Persona Stories: Weaving Together Qualitative and Quantitative for a Richer Picture
Date: February 5, 2014
Speaker: Whitney Quesenbery, WQusability.com
Stories have power to add empathy and connection to our work. They can help us learn about people, culture, and context—why, when, and how our products might be used—and share this with a design team. Stories permeate UX techniques from user stories to storyboards. They come to full power when used with personas: the persona provides a fully envisioned lead character for the story, a perspective through which interactions can be explored, and a voice for the emotional reactions to design ideas.
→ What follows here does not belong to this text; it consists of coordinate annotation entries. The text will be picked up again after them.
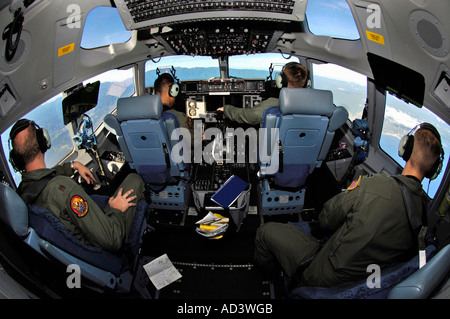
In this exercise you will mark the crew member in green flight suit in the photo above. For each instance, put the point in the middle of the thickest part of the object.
(67, 200)
(293, 75)
(369, 221)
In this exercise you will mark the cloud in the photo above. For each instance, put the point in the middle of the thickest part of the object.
(400, 117)
(334, 71)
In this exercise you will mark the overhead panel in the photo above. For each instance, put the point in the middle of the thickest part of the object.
(138, 14)
(373, 28)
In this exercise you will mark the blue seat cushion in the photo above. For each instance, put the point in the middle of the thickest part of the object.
(49, 228)
(390, 277)
(293, 175)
Creating stories for personas is a craft. They are not fiction, but are grounded in the data and user research that informs the persona. They are not fact, but are imagined events, shaped to explore possibilities. They are realistic, but not perhaps real, because they represent not just one individual or event, but something that might happen, and that provides insights into a user experience.
We’ll look at some structures that are helpful in crafting persona stories. And at questions like whether to write in first, second, or third person—and when each is valuable. We’ll create a quick story and share it, showing how impromptu stories can help in design sessions.
About the Speaker
Whitney Quesenbery (@whitneyq) combines a fascination with people and an obsession to communicate clearly with her goal of bringing user research insights to designing products where people matter.” She’s written three books on the subject—Storytelling for User Experience, Global UX: Design and research in a connected world, and A Web for Everyone—to help practitioners keep users in mind throughout the creative process.
She’s also passionate about civic design and the power of UX in democracy. Whitney has worked with election officials on usability and design of ballots and other election materials. She is a co-author of two influential Brennan Center reports that show just how much design matters in elections. She runs the Center for Civic Design with Dana Chisnell.
Before she was seduced by a little beige computer into software, usability, and interface design, Whitney was a theatrical lighting designer on and off Broadway, learning about storytelling from some of the masters.